On the first iteration, it passes in the value you provided as the starting value, and the first element of the list, and it saves the value that your block returned (in this case result + element).
It then runs the block again, passing in the result from the first iteration as the first argument, and the second element from the list as the second argument, again saving the result.
It continues this way until it has consumed all elements of the list.
The easiest way to explain this may be to show how each step works, for your example; this is an imaginary set of steps showing how this result could be evaluated:
[1, 2, 3, 4].inject(0) { |result, element| result + element }
[2, 3, 4].inject(0 + 1) { |result, element| result + element }
[3, 4].inject((0 + 1) + 2) { |result, element| result + element }
[4].inject(((0 + 1) + 2) + 3) { |result, element| result + element }
[].inject((((0 + 1) + 2) + 3) + 4) { |result, element| result + element }
(((0 + 1) + 2) + 3) + 4
10

The syntax for the inject method is as follows:
inject (value_initial) { |result_memo, object| block }
Let's solve the above example i.e.
[1, 2, 3, 4].inject(0) { |result, element| result + element }
which gives the 10 as the output.
So, before starting let's see what are the values stored in each variables:
result = 0 The zero came from inject(value) which is 0
element = 1 It is first element of the array.
Okey!!! So, let's start understanding the above example
Step :1 [1, 2, 3, 4].inject(0) { |0, 1| 0 + 1 }
Step :2 [1, 2, 3, 4].inject(0) { |1, 2| 1 + 2 }
Step :3 [1, 2, 3, 4].inject(0) { |3, 3| 3 + 3 }
Step :4 [1, 2, 3, 4].inject(0) { |6, 4| 6 + 4 }
Step :5 [1, 2, 3, 4].inject(0) { |10, Now no elements left in the array, so it'll return 10 from this step| }
Here Bold-Italic values are elements fetch from array and the simply Bold values are the resultant values.
I hope that you understand the working of the #inject method of the #ruby.
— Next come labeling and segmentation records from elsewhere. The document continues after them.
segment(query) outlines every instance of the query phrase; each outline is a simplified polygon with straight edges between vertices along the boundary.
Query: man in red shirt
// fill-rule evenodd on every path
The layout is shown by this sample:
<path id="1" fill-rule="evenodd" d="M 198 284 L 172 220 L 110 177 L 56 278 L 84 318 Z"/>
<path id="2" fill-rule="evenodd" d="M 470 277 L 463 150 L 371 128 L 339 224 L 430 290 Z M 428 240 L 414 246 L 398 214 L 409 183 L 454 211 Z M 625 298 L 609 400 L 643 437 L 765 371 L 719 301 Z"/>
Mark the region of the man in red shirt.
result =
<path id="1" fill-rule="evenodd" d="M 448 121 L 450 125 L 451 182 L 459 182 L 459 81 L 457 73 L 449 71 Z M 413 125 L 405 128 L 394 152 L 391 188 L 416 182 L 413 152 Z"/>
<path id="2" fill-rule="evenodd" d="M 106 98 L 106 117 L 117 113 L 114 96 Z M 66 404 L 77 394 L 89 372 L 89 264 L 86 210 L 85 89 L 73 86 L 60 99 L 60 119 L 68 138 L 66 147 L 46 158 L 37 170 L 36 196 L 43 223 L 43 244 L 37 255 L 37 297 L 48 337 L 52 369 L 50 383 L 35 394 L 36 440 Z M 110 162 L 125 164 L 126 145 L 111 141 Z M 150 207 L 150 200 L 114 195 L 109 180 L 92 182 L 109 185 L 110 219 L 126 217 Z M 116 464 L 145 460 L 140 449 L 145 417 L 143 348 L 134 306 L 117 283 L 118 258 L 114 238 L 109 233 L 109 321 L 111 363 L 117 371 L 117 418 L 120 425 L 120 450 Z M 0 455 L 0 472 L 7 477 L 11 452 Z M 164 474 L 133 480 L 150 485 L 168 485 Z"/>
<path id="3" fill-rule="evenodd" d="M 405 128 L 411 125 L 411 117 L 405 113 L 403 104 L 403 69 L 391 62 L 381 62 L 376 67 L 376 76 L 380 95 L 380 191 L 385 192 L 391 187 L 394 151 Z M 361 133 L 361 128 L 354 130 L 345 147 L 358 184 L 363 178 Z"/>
The code iterates over the four elements within the array and adds the previous result to the current element:
1 + 2 = 3
3 + 3 = 6
6 + 4 = 10

What they said, but note also that you do not always need to provide a "starting value":
[1, 2, 3, 4].inject(0) { |result, element| result + element } # => 10
is the same as
[1, 2, 3, 4].inject { |result, element| result + element } # => 10
Try it, I'll wait.
When no argument is passed to inject, the first two elements are passed into the first iteration. In the example above, result is 1 and element is 2 the first time around, so one less call is made to the block.

The number you put inside your () of inject represents a starting place, it could be 0 or 1000.
Inside the pipes you have two place holders |x, y|. x = what ever number you had inside the .inject('x'), and the secound represents each iteration of your object.
[1, 2, 3, 4].inject(5) { |result, element| result + element } # => 15
1 + 5 = 6
2 + 6 = 8
3 + 8 = 11
11 + 4 = 15

Inject applies the block
result + element
to each item in the array. For the next item ("element"), the value returned from the block is "result". The way you've called it (with a parameter), "result" starts with the value of that parameter. So the effect is adding the elements up.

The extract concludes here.